NATO ambassadors and Russian envoy Aleksandr Grushko will gather at the alliance's headquarters in Brussels, as relations between the West and Moscow have been seriously strained over Russia's illegal annexation of Ukraine's Crimea region in March 2014 and because of Moscow's backing of separatists in eastern Ukraine.

Fighting between Kyiv's forces and the separatists who hold parts of Ukraine’s Donetsk and Luhansk regions has killed more than 10,000 people since April 2014. Several cease-fire deals announced as part of the Minsk accords -- signed in September 2014 and February 2015 pacts to put an end to the conflict -- have failed to hold.

Amid strained ties, there has been a series of potentially dangerous close encounters between Russian and NATO warplanes and naval vessels in recent months.

The Russia-NATO Council -- a forum intended to prevent tensions from escalating -- last met in July.

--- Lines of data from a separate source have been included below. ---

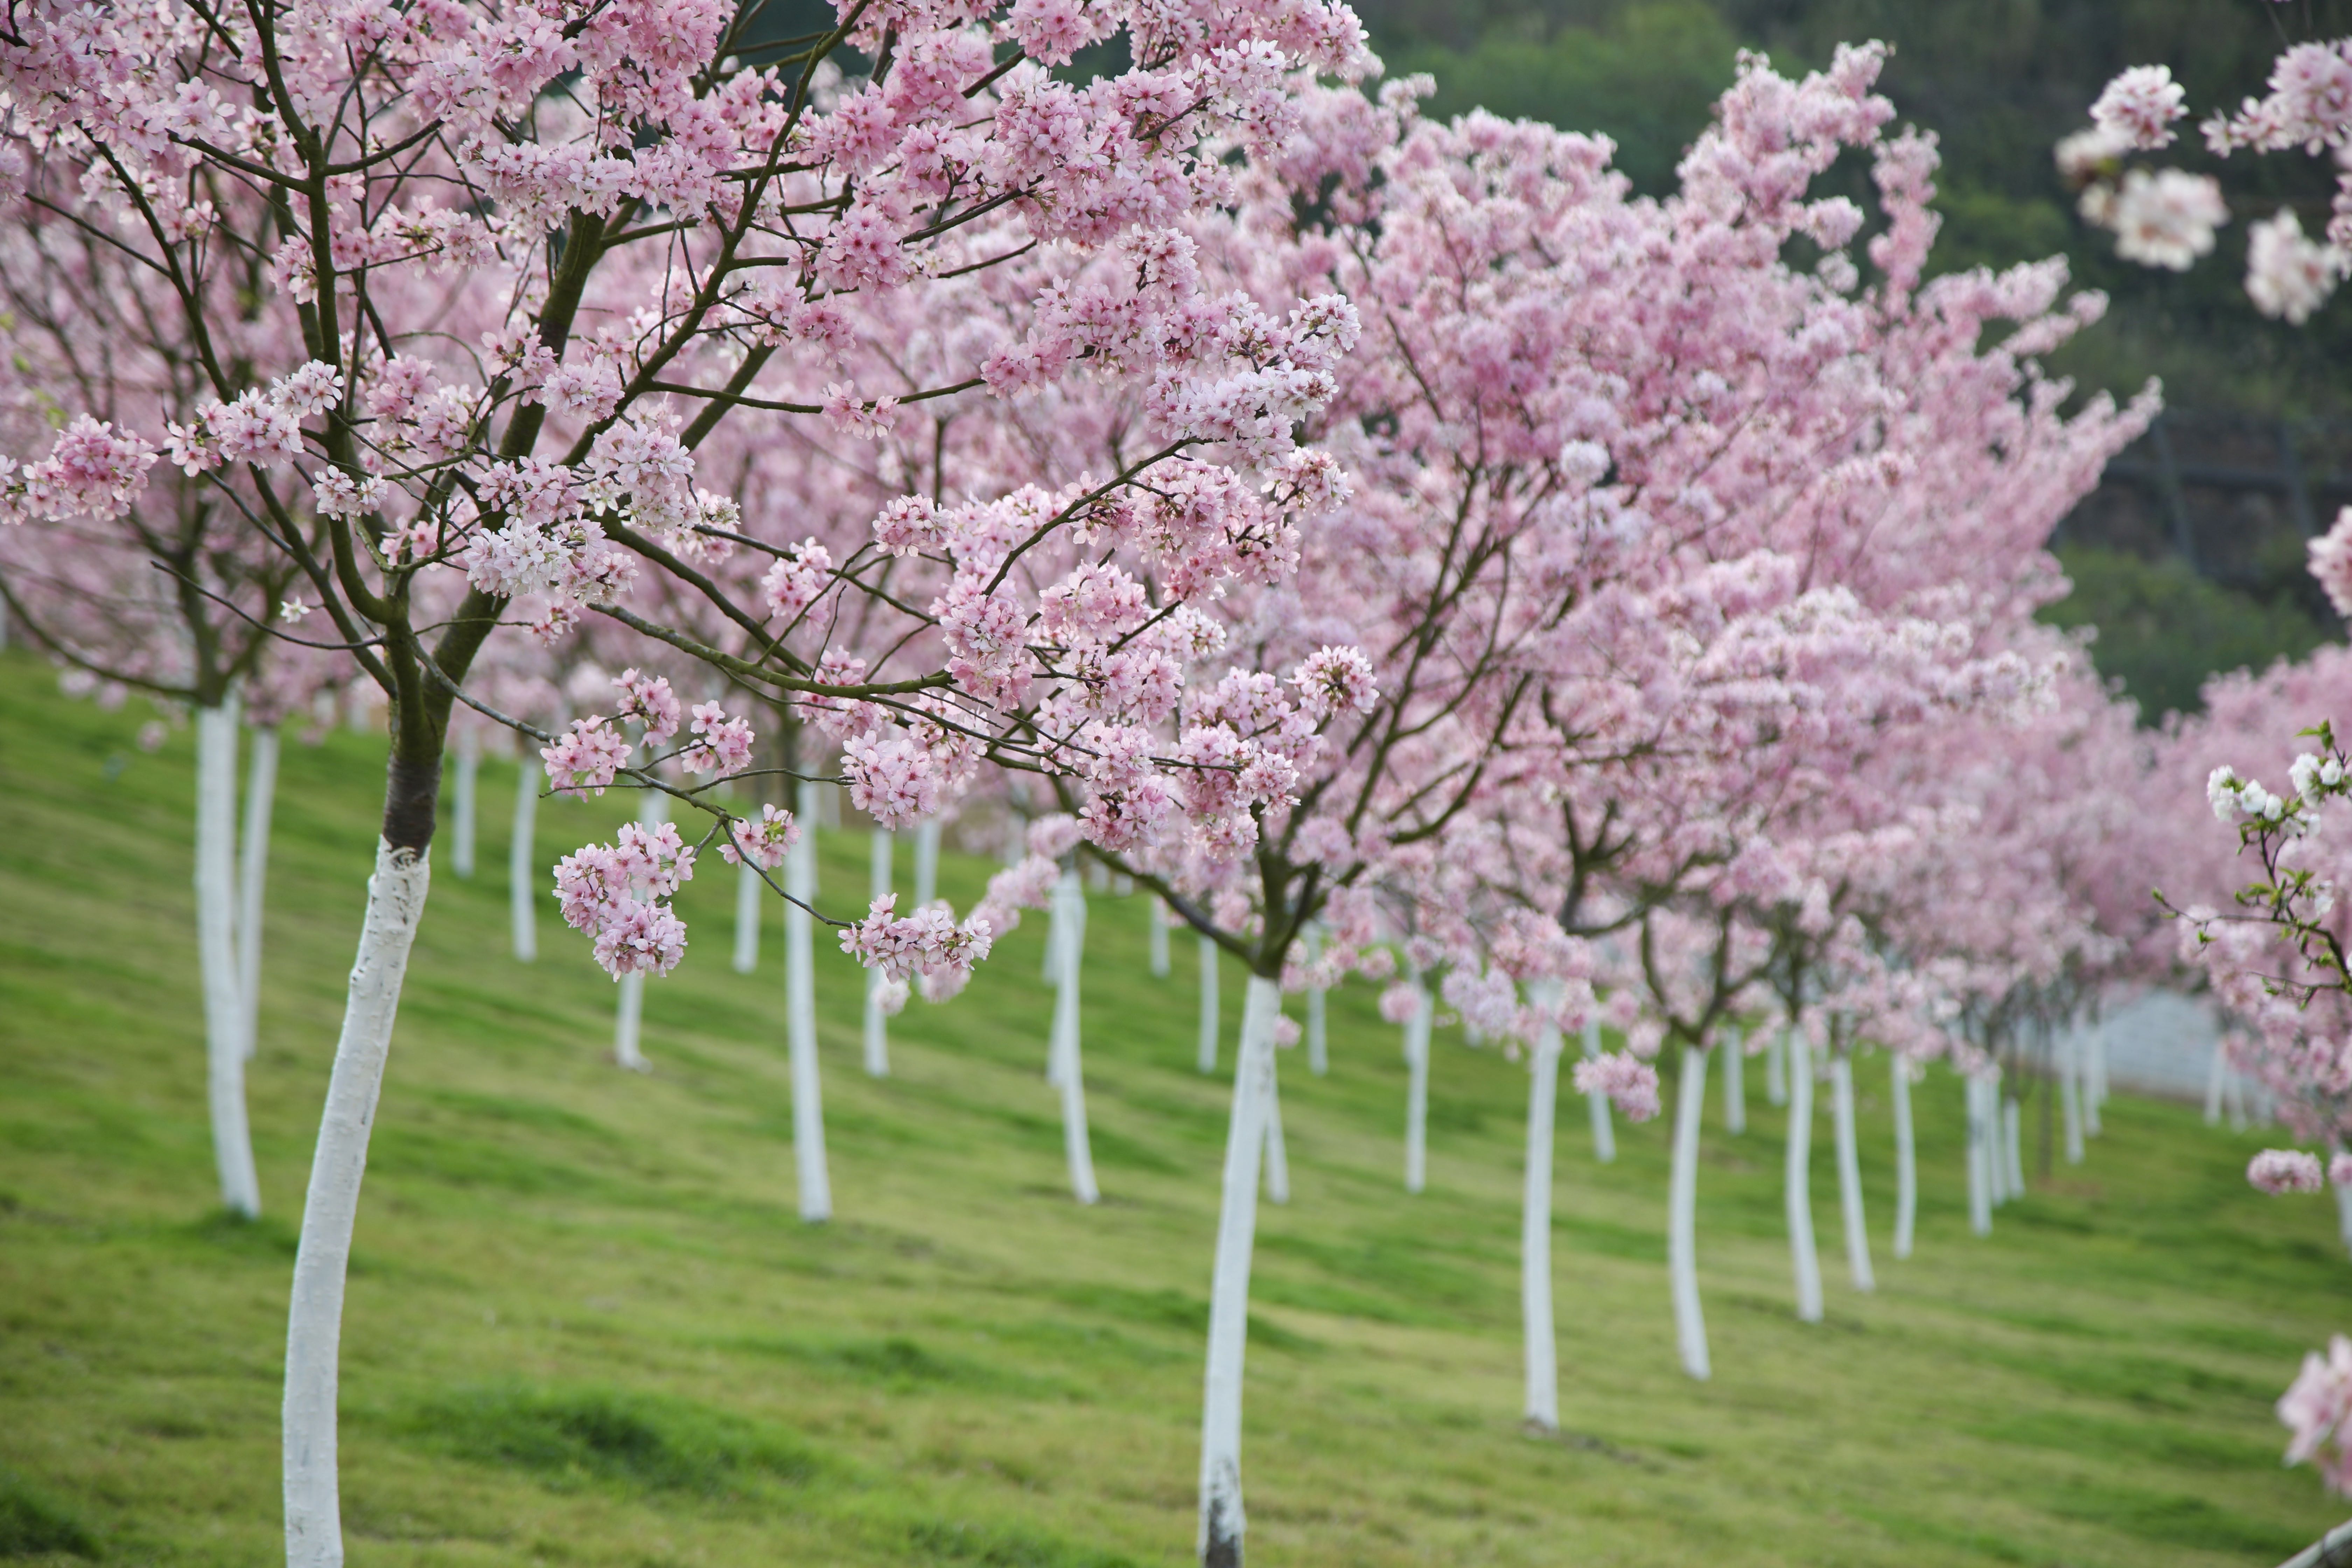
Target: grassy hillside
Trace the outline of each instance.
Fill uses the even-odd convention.
[[[289,746],[252,1096],[268,1216],[213,1200],[188,935],[184,731],[0,662],[0,1557],[253,1564],[278,1550],[293,1215],[371,855],[380,742]],[[840,1219],[793,1217],[781,955],[725,962],[733,884],[650,988],[655,1071],[606,1065],[613,991],[551,915],[503,926],[510,770],[484,873],[446,870],[411,971],[344,1335],[356,1568],[1179,1563],[1224,1091],[1192,1068],[1194,970],[1145,973],[1097,904],[1088,1087],[1107,1201],[1062,1184],[1042,1079],[1042,922],[857,1068],[856,977],[820,960]],[[551,805],[543,846],[617,797]],[[864,846],[825,846],[862,889]],[[944,873],[959,902],[986,868]],[[1226,1016],[1239,1016],[1228,968]],[[1864,1080],[1874,1298],[1789,1310],[1780,1138],[1713,1118],[1700,1261],[1717,1374],[1675,1366],[1664,1140],[1596,1167],[1563,1118],[1570,1436],[1518,1429],[1523,1071],[1441,1037],[1431,1190],[1399,1190],[1403,1069],[1369,992],[1332,1068],[1286,1057],[1295,1198],[1260,1232],[1253,1561],[1285,1564],[2243,1564],[2333,1522],[2269,1402],[2346,1326],[2317,1202],[2240,1177],[2256,1144],[2117,1101],[2090,1164],[1975,1240],[1958,1088],[1920,1096],[1919,1256],[1885,1256],[1883,1069]]]

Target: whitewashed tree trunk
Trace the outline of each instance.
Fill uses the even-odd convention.
[[[1822,1321],[1822,1254],[1813,1241],[1813,1063],[1805,1037],[1784,1031],[1789,1138],[1781,1172],[1781,1203],[1789,1221],[1789,1261],[1795,1271],[1797,1321]]]
[[[424,856],[376,845],[367,914],[352,964],[343,1028],[327,1080],[294,1254],[294,1289],[286,1315],[286,1402],[281,1428],[286,1468],[287,1568],[341,1568],[343,1532],[335,1484],[335,1385],[342,1338],[343,1279],[359,1218],[360,1179],[367,1171],[368,1132],[383,1087],[384,1059],[400,1010],[409,949],[431,881]]]
[[[2024,1122],[2024,1108],[2014,1099],[2000,1102],[2001,1174],[2012,1198],[2025,1195]]]
[[[449,869],[460,880],[474,875],[474,797],[482,777],[482,741],[471,729],[457,731],[457,765],[449,771]]]
[[[1682,1352],[1683,1370],[1702,1383],[1712,1375],[1706,1317],[1698,1301],[1698,1123],[1706,1106],[1706,1053],[1685,1046],[1666,1193],[1666,1272],[1674,1289],[1675,1345]]]
[[[1558,994],[1538,994],[1548,1005]],[[1537,1031],[1528,1073],[1528,1169],[1519,1203],[1519,1323],[1527,1341],[1527,1422],[1559,1430],[1559,1346],[1551,1309],[1552,1128],[1559,1103],[1559,1030]]]
[[[2344,1145],[2336,1145],[2336,1152],[2343,1153]],[[2352,1253],[2352,1187],[2336,1186],[2334,1182],[2327,1184],[2336,1191],[2336,1235],[2344,1243],[2344,1250]]]
[[[2230,1076],[2229,1058],[2223,1054],[2221,1042],[2213,1042],[2213,1054],[2205,1068],[2205,1125],[2221,1124],[2221,1088]]]
[[[1601,1020],[1587,1021],[1584,1026],[1584,1054],[1587,1059],[1601,1054]],[[1617,1124],[1610,1115],[1609,1097],[1592,1089],[1584,1097],[1585,1109],[1592,1118],[1592,1157],[1603,1165],[1617,1159]]]
[[[515,774],[514,837],[507,846],[507,916],[513,927],[519,963],[539,960],[539,856],[532,837],[539,829],[539,784],[546,775],[526,755]]]
[[[2099,1110],[2107,1103],[2107,1024],[2095,1018],[2089,1033],[2084,1037],[2087,1054],[2083,1061],[2083,1131],[2089,1136],[2099,1135]]]
[[[1217,1215],[1216,1272],[1209,1289],[1209,1354],[1201,1401],[1203,1568],[1241,1568],[1242,1360],[1249,1339],[1250,1254],[1257,1235],[1258,1161],[1274,1098],[1274,1021],[1282,988],[1252,975],[1234,1063],[1225,1131],[1224,1197]]]
[[[196,958],[204,981],[205,1089],[221,1202],[261,1212],[245,1110],[246,1004],[237,988],[236,702],[196,710]]]
[[[801,782],[795,805],[801,841],[784,860],[784,890],[800,903],[784,905],[784,1028],[793,1072],[793,1166],[800,1178],[801,1218],[833,1217],[833,1184],[824,1166],[824,1101],[817,1081],[816,968],[810,951],[809,912],[816,900],[817,786]]]
[[[1789,1037],[1777,1029],[1764,1046],[1764,1102],[1776,1109],[1789,1103]]]
[[[1045,905],[1045,956],[1038,961],[1037,978],[1048,985],[1062,983],[1062,903],[1058,899]],[[1053,1076],[1050,1067],[1046,1076]]]
[[[237,842],[236,994],[245,1059],[261,1040],[261,906],[269,879],[269,816],[278,799],[278,731],[253,731],[245,775],[245,832]]]
[[[1961,1079],[1969,1094],[1969,1229],[1992,1234],[1992,1129],[1985,1109],[1985,1084]]]
[[[1895,1256],[1911,1256],[1919,1225],[1919,1145],[1911,1131],[1911,1064],[1900,1051],[1886,1053],[1888,1088],[1895,1104]]]
[[[669,820],[669,797],[648,794],[637,809],[637,820],[648,830]],[[652,1064],[646,1060],[641,1045],[641,1030],[646,1017],[646,977],[639,973],[624,974],[616,984],[619,995],[613,1017],[613,1060],[631,1072],[651,1072]]]
[[[1158,895],[1151,905],[1151,973],[1159,979],[1168,978],[1168,906]]]
[[[2222,1083],[2221,1089],[2221,1104],[2229,1113],[2230,1131],[2243,1132],[2246,1130],[2246,1080],[2232,1072]]]
[[[1312,963],[1322,956],[1323,928],[1310,921],[1307,927],[1307,962]],[[1320,985],[1307,988],[1307,1070],[1317,1078],[1331,1070]]]
[[[890,830],[876,828],[869,859],[872,873],[869,894],[873,898],[887,899],[890,896],[891,847]],[[882,985],[881,970],[866,972],[866,1073],[869,1078],[890,1076],[890,1020],[882,1011]],[[1092,1203],[1094,1199],[1082,1201]]]
[[[2058,1072],[2058,1110],[2066,1129],[2066,1163],[2083,1163],[2083,1037],[2069,1027],[2052,1043]]]
[[[1723,1130],[1735,1134],[1748,1131],[1747,1046],[1737,1024],[1724,1031]]]
[[[1282,1075],[1276,1073],[1265,1097],[1265,1200],[1290,1202],[1290,1151],[1282,1141]]]
[[[760,868],[749,860],[736,868],[735,973],[751,974],[760,967],[760,903],[768,885]]]
[[[1095,1186],[1094,1145],[1087,1134],[1086,1071],[1078,1055],[1078,973],[1087,940],[1087,895],[1075,867],[1055,885],[1054,1039],[1046,1078],[1062,1091],[1062,1149],[1070,1165],[1070,1194],[1082,1204],[1102,1196]]]
[[[915,908],[929,909],[940,896],[940,819],[915,829]]]
[[[1985,1087],[1985,1192],[1992,1206],[2009,1202],[2009,1156],[2007,1134],[2001,1118],[2000,1079],[1995,1075]]]
[[[1201,939],[1201,1047],[1197,1065],[1204,1073],[1217,1070],[1217,944]]]
[[[1412,1016],[1404,1026],[1404,1190],[1429,1182],[1429,1031],[1436,1003],[1416,975]]]
[[[1830,1058],[1830,1089],[1837,1121],[1838,1208],[1845,1220],[1845,1262],[1857,1290],[1874,1290],[1870,1271],[1870,1226],[1862,1212],[1862,1151],[1853,1123],[1853,1058]]]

NATO Secretary-General Jens Stoltenberg's office said last week that the October 26 meeting will focus on the conflicts in Ukraine and Afghanistan, as well as on ways of reducing the risk of clashes and accidents during military exercises and border surveillance.

Petr Pavel, who is chief of NATO's Military Committee, said on October 25 that Afghanistan will be on the order of business because it is in the interest of both NATO and Russia to fight terrorism.

Russia's special envoy to Afghanistan, Zamir Kabulov, said last week he would address the NATO-Russia Council to explain Russia's assessment of the current situation in Afghanistan and its future potential, according to comments carried by the Interfax news agency.

The Western-backed government in Kabul is struggling to beat back insurgents in the wake of the exit of most NATO forces in 2014.

Asked about reports that Moscow is supplying arms to the Afghan Taliban, which U.S.-led coalition forces are fighting, Pavel said he had not seen any hard evidence of this.

However, he said he has seen reports that Russia is providing fuel to companies that in turn sell such fuel to the militants.

The commander of U.S. military operations in Afghanistan, General John Nicholson, told a U.S. Senate committee in February that Russia had significantly increased its covert and overt support for the Taliban, with a goal of "undermining the United States and NATO."

And in March, U.S. General Curtis Scaparrotti, NATO's supreme allied commander in Europe, told U.S. lawmakers that he had seen evidence of increasing Russian efforts to influence the Taliban "and perhaps even to supply" the militant group.

He did not say if he meant weapons or other kinds of equipment.

Russia has rejected the allegations.

The NATO and Russian ambassadors are also expected to discuss the Zapad military exercise that Russia held with Belarus in September, which brought thousands of troops close to NATO's eastern members and caused concerns about Moscow's intentions given its military interference in Ukraine.